Bu bağlamda klasik fizik –Newton fiziği olarak da bilinir- günlük hayatta ya da düşük hızlarda geçerlidir. Hız yükselince bu fizik geçersizleşmektedir.

Fizikte 20. yüzyıl başlarında yaşanan iki büyük devrim; Özel ve Genel Görelilik kuramlarıyla parçacık mekaniği, yüksek hızlar ve çok küçük cisimler (atom altı parçacıklar)  için geçerlidir ve ikisi de günlük hayatın dışındadır.

Einstein anılan belirlemesini; bir teoriye aşık olup, onun geçersiz kalan bir belirlemesini sürekli uygulamaya çalışıp yanlış sonuçlar alan ama buna rağmen çabalarını ısrarla sürdüren ve hep aynı sonucu alanlar için söylemiştir.

Aynı şeyi sürekli yapınca farklı sonuç alacaklarını sanıyorlardı ve alamıyorlardı.

Aynı anlayış sosyal bilimlerde de uygulanabilir.

Doğa bilimiyle sosyal bilimler farklıdır. Doğa bilimindeki genellemelerin sosyal bilimlere uygulanması mümkün değildir ama yetersiz kalan bir teori yetersiz kalmış demektir; sürekli tekrarlanınca yeterli duruma gelmez.

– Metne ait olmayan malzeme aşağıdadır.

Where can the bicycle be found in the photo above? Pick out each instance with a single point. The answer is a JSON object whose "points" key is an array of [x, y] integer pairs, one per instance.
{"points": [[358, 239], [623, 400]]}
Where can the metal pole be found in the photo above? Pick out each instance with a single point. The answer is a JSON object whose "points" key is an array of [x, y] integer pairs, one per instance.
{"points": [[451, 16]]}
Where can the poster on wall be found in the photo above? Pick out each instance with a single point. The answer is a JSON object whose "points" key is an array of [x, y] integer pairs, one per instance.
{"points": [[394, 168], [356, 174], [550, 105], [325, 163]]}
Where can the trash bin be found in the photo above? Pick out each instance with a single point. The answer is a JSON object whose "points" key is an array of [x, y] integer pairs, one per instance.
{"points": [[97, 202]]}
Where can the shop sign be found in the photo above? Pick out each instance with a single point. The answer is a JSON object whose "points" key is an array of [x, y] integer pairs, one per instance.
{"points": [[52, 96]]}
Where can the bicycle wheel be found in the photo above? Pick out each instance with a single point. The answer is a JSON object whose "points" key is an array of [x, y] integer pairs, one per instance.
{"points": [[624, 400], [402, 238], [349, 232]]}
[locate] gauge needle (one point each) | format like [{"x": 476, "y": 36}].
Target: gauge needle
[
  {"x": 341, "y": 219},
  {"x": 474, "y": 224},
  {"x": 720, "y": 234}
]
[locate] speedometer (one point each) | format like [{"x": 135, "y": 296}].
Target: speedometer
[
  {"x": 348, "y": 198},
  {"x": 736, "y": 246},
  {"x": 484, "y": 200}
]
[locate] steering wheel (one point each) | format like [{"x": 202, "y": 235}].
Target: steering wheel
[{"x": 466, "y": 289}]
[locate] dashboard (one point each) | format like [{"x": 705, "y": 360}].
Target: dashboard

Bu konudaki örneklerden birisini ülkemizde halk savaşını savunanlar açısından görürüz. Teoriyi savunurlar ama yapamazlar. Bir bölümü ciddi olarak teşebbüs bile edemez. Teşebbüs edenler ise yıllardan beri süren uygulamalarında dar bir bölgenin dışına çıkamamışlardır. İlk kesim halk savaşının gevezeliğini yapmakla yetinirken, ikinci kesim pratikte sürekli aynısını dener ve bir türlü farklı sonuç alamaz.

Hiç olmazsa denemişlerdir, bu bakımdan ilk kesime göre daha ileridirler ama o kadar…

Fizikteki örnekten farklı olarak başarısız denemelerde sürekli ısrar etmenin çok sayıda insan hayatına mal olduğunu da belirtmek gerekir.

 

Devrim tehlikeli bir mücadele sürecini içerir, insanlar ölebilir ama başarıya gittiğinizi görürken ölmekle, sürekli aynısını yaparak başarısız sonuçlarla ölmek farklı olsa gerektir.